Replay Value: 1
Number Of Players: 1
Nearly every scene from the movie is represented, beginning with the kids driving Officer Lander's car into the house's "mouth," and ending with the final confrontation between bulldozer and Mama house. Shoehorned between those scenes are nine other levels where the player has to explore every nook and cranny inside the house, controlling the kids individually and hunting for a way out, which generally involves unlocking doors and shooting anything that movies.
Unfortunately, when I actually grabbed the controller to play, I was soon reduced to sadness by the realization that this is one of the most boring and repetitive third-person shoot-'em-ups ever made.
Strike 1: Shoot that chair, again and again
Gunplay is the game's main focus. That's fine. The kids have to use their water guns to shoot the objects in the house that come alive and try to eat them. Each kid has a different type of watergun; Chowder's is a shotgun, for example; and the game constantly shakes things up by alternating between the characters. Good, good.
What isn't so good is that all of the enemies and locations in the house look and act the same. It's cool the first couple times you blow away a pack of galloping chairs, but it's not so much fun the umpteen-hundredth time. One problem is that there are like eight enemies total in the game. You can only see the same chair or TV come to life so many times before it stops being scary. Another problem is that the hallways and rooms tend to look the same, and there's never anything moving in them aside from the possessed furniture and perhaps a drape or two. The shooting mechanics are also rather simplistic. Each kid has his or her own water gun and alternative weapon, and a unique melee attack--that's it.
Strike 2: Graphics - The good, the bad, and the ugly
I've got no complaints regarding the game's artistic style. They nailed the look and feel of the movie in the cinema scenes and in the design of the house's architecture. The Monster House is an ugly, old place. The animation in the non-interactive cinemas is on par with what was shown on the big screen, and these scenes are packed with genuinely funny moments. They absolutely nailed those aspects.
My beef is that they didn't put the same amount of effort into the actual in-game graphics. The textures are murky, the polygon count is low, and the animations are paltry. Hardly anything in the house besides the furniture ever moves, and each furniture creature only has a couple unique actions. If I see the same chair chomp animation one more time, I'm going to scream!
Some "genius" on the development team also decided it'd be smart idea to make the game look goofy by enabling a permanent fish-eye lens effect. All this effect does is make it easy for you to lose your sense of direction and develop one hell of a feeling of motion-sickness. Rotate the character in a circle a couple times and I guarantee you you'll need to take a break or risk hurling.
Ironically, the audio is masterful. Between the frightful sound effects, the actual voice-actors chattering away, and the haunting surround-sound score, you'll be driven to fits of stunned fugue trying to reconcile how the auditory atmosphere is so delicious when the gameplay and graphics are such garbage.

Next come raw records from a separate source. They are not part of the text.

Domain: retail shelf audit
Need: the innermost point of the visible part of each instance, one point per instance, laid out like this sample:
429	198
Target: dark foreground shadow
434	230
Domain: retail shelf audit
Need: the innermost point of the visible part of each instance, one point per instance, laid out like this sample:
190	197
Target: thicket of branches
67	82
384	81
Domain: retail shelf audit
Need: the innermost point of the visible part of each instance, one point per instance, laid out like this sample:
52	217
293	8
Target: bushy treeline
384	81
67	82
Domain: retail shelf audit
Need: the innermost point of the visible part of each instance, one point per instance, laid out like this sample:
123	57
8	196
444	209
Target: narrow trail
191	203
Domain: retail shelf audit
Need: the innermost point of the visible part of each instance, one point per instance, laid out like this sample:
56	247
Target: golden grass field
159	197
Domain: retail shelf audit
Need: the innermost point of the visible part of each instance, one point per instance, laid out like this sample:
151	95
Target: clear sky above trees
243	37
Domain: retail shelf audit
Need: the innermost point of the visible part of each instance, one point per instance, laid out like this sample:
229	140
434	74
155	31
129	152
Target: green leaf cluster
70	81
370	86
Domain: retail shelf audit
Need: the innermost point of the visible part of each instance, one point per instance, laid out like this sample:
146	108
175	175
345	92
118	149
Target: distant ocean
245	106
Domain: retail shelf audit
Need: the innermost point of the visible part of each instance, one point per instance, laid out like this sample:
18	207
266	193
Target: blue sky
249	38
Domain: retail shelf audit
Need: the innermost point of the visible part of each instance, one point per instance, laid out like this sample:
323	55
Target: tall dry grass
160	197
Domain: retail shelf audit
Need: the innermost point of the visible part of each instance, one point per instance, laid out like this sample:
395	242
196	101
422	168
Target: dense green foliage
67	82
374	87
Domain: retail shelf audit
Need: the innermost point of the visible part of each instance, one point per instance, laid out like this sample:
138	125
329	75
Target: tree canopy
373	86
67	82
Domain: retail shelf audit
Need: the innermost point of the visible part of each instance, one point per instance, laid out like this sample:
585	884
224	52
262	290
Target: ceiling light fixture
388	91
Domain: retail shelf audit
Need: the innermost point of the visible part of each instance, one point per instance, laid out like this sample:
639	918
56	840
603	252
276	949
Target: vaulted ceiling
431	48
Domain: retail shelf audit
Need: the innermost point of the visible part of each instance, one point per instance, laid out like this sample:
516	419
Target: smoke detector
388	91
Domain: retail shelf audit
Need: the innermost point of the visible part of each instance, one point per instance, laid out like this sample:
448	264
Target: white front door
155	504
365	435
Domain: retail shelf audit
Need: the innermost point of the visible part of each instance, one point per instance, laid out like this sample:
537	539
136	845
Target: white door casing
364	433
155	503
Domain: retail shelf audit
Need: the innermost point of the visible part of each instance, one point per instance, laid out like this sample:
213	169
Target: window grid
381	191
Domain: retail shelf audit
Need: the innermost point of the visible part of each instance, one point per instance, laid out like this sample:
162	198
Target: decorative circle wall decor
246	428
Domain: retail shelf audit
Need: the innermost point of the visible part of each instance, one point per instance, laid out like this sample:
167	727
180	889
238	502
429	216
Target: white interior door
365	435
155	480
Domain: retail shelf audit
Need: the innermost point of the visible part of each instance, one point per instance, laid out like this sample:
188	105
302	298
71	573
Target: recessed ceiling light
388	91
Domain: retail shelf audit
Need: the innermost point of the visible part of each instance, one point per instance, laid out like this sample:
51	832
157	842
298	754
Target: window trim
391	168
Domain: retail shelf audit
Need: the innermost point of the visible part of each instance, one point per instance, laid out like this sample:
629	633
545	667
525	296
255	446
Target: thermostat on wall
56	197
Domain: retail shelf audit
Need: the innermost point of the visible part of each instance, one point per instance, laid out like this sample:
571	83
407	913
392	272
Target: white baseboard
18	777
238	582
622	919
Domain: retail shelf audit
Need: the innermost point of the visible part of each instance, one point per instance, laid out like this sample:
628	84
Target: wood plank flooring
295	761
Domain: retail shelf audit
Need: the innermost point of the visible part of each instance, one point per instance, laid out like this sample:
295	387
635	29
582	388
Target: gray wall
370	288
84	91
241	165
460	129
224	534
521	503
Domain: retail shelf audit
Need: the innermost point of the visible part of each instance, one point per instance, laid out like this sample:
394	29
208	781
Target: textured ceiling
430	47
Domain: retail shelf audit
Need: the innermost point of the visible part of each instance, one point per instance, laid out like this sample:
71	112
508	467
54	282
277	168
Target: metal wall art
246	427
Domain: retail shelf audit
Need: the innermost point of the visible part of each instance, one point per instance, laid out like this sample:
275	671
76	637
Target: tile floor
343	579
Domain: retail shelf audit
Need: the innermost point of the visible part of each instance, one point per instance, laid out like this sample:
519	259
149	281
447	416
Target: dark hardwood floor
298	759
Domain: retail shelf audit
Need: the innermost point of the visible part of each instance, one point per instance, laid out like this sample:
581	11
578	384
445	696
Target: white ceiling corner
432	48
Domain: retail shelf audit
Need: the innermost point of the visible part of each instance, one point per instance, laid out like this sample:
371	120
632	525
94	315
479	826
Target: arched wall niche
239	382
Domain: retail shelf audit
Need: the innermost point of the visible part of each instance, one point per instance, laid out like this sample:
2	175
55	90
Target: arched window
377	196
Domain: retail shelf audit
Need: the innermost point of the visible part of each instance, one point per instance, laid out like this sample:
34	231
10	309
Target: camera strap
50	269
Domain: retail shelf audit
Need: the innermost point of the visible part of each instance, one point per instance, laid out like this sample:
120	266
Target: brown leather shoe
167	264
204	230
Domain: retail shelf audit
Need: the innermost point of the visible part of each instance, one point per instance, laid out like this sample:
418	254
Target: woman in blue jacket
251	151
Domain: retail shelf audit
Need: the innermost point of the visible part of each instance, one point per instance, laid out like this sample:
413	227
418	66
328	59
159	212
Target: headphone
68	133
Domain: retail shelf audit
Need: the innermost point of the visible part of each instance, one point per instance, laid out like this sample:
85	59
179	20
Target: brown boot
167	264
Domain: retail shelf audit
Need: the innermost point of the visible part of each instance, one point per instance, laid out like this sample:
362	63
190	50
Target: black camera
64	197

Strike 3: Poor design choices
A bunch if poor design choices take the game from bad to worse.
The house isn't very big. In order to make the house seem larger, the developers thought it would be a good idea to make players to go through each area three times (using each of the three characters). The scenery isn't interesting. The combat is dull. Going through an area for the second time is tedious. By the third time, it's downright torturous.
They tried to spice things up with puzzles and surprise button-press events, which would've been fine, except the puzzles never involve more than pushing a box someplace and the penalty for failing a button-press sequence is instant death. If you don't know the PS2's button layout by heart, you will die. And even if you do know the button layout, sometimes the game will forget to tell you which button to press.
Save spots, in the form of bathrooms, are plentiful in the first few chapters, but become a rarity around about the fifth chapter, or roughly halfway through the game. When you "die," you restart from one of these save points. The absence of save spots is never an issue with regards to the game's normal shooting situations, because health-regenerating food items tend to be strewn all over the place. It is a problem thanks to those dadgum button-press events, however. I was nearly to the end of chapter five, which took about 15 minutes to reach, when a tree popped out of the wall and smashed me because I didn't press L1 fast enough. I had to do those 15 minutes over again.
You're Out!: In conclusion...
I could mention other issues; like the fact that the whole game barely takes 3 hours to complete, the inclusion of a lame 2-D bonus game, or the lack of any sort of multiplayer features; but to complain any further would just be beating a very dead horse.
If you loved the Monster House movie, avoid this game at all costs. It'll lull you in like a Trojan horse with its slick cinemas, and then emasculate you with its suckitude. I hear the Nintendo DS and Game Boy Advance Monster House games are rather decent, so perhaps you should pick up one of those instead.